当前位置：网站首页>Thesis reading (2) - vggnet of classification

Thesis reading (2) - vggnet of classification

2022-07-28 23:02:00 【leu_ mon】

VGGNet

author ：Karen Simonyan & Andrew Zisserman
Company ： University of Oxford and Google DeepMind
Time ：ILSVRC 2014 runner-up
subject ：Very Deep Convolutional Networks for Large-Scale Image

Abstract

In this work , We study the influence of convolution network depth on the accuracy in large-scale image recognition environment . Our main contribution is to use very small （3×3） Convolutional filter architecture makes a comprehensive assessment of the increase in network depth , This shows that by pushing the depth to 16-19 The weighting layer can realize the significant improvement of the prior art configuration . These findings are our ImageNet Challenge 2014 The basis of the paper , Our team won the first place and the second place in the positioning and classification process . We also show that , Our representation is good for generalization of other datasets , The best results on other datasets . We make our two best ConvNet Models are publicly available , In order to further study the depth vision representation in computer vision .

background

With ConvNets It is becoming more and more popular in the field of computer vision , In order to achieve better accuracy , Many attempts have been made to improve Krizhevsky wait forsomeone （2012） Original architecture , This paper discusses ConvNet Another important aspect of Architecture Design —— Its depth . For this reason, other parameters of the architecture have been modified , Use very small in all layers （3×3） Convolutional filter , And by adding more convolution layers to steadily increase the depth of the network .

Model

Insert picture description here

All hidden layers are equipped with ReLU Activation function , The above network （ In addition to a ） No local response normalization （LRN）, From the network A Medium 11 A weighted layer （8 Convolutions and 3 All connection layers ） To the network E in Of 19 A weighted layer （16 Convolutions and 3 All connection layers ）.

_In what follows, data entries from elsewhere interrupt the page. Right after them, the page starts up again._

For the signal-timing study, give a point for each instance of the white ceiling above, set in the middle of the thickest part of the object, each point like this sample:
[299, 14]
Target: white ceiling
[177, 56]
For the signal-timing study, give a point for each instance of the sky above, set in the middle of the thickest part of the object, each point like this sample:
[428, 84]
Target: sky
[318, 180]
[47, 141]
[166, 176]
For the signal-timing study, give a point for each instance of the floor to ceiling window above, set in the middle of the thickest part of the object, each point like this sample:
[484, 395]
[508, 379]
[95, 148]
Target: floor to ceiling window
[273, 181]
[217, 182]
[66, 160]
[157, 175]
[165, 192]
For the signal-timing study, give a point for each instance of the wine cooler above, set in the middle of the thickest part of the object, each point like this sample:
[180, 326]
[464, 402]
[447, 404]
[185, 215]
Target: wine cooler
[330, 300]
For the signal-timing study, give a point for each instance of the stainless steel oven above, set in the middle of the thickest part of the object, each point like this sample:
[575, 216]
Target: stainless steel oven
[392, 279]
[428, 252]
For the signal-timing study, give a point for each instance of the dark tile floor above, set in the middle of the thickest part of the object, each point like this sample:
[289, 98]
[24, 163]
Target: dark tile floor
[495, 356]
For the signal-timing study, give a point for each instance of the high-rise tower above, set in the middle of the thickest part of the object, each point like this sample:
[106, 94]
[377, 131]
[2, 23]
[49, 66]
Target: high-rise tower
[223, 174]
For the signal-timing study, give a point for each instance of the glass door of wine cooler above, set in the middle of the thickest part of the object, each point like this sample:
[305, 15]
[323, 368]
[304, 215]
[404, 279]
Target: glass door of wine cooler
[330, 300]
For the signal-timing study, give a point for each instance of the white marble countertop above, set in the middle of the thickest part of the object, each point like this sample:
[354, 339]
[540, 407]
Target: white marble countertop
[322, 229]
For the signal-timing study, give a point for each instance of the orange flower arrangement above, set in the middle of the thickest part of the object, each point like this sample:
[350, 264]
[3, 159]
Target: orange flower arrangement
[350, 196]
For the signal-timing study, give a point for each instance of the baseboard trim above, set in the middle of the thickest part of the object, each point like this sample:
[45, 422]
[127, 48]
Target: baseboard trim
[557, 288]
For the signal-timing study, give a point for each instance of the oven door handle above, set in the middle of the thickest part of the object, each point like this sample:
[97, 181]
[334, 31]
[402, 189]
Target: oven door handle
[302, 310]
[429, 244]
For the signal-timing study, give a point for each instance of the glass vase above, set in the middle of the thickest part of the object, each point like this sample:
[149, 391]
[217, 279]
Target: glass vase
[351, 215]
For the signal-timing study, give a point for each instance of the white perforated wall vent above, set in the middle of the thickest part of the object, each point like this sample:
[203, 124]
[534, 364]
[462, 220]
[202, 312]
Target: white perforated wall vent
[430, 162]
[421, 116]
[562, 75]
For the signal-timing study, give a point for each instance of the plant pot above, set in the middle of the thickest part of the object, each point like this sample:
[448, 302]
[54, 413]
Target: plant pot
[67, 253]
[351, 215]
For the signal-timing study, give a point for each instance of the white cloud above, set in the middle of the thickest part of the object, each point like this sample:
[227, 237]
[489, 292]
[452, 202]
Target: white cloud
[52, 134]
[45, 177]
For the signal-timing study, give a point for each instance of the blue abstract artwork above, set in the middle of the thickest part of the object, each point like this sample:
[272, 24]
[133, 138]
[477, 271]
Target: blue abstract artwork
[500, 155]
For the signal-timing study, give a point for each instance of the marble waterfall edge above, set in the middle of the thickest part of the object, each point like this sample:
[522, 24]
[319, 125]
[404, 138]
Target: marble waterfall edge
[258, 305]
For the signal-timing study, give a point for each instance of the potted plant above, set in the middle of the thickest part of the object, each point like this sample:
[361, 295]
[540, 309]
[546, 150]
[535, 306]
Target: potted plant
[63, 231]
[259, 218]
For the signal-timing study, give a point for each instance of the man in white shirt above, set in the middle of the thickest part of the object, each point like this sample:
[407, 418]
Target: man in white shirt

By using three 3×3 Convolution layers are stacked to replace individual 7×7 layer . First , Three nonlinear correction layers are combined , Not a single one , This makes the decision function more discriminative . secondly , Reduce the number of parameters ： This can be seen as right 7×7 Convolution filter is regularized , Force them through 3×3 filter （ Inject nonlinearity between them ） decomposition .

combination 1×1 Convolution layer （ To configure C, surface 1） It is a way to increase the nonlinearity of decision function without affecting the receptive field of convolution layer .

result

Insert picture description here

Use the local response normalization network （A-LRN The Internet ） In the absence of any normalized layer , On the model A Did not improve .
The classification error increases with ConvNet Increase in depth and decrease in depth , To configure C（ Contains three 1×1 Convolution layer ） Than in the entire network layer 3×3 Convolution configuration D Worse .
When the depth reaches 19 When the layer , The error rate of the architecture is saturated , But a deeper model may be beneficial to a larger data set .
A shallow network of measurements top- 1 Error rate ratio network B Of top-1 Error rate （ On the center crop image ） high 7％, This proves that the deep network with small convolution kernel is better than the shallow network with large convolution kernel .
Scale jitter during training （S ∈ [256;512]） With fixed minimum edge （S = 256 or S = 384） Image training results better than , This confirms that the training set enhancement through scale jitter is indeed helpful in capturing multi-scale image statistics .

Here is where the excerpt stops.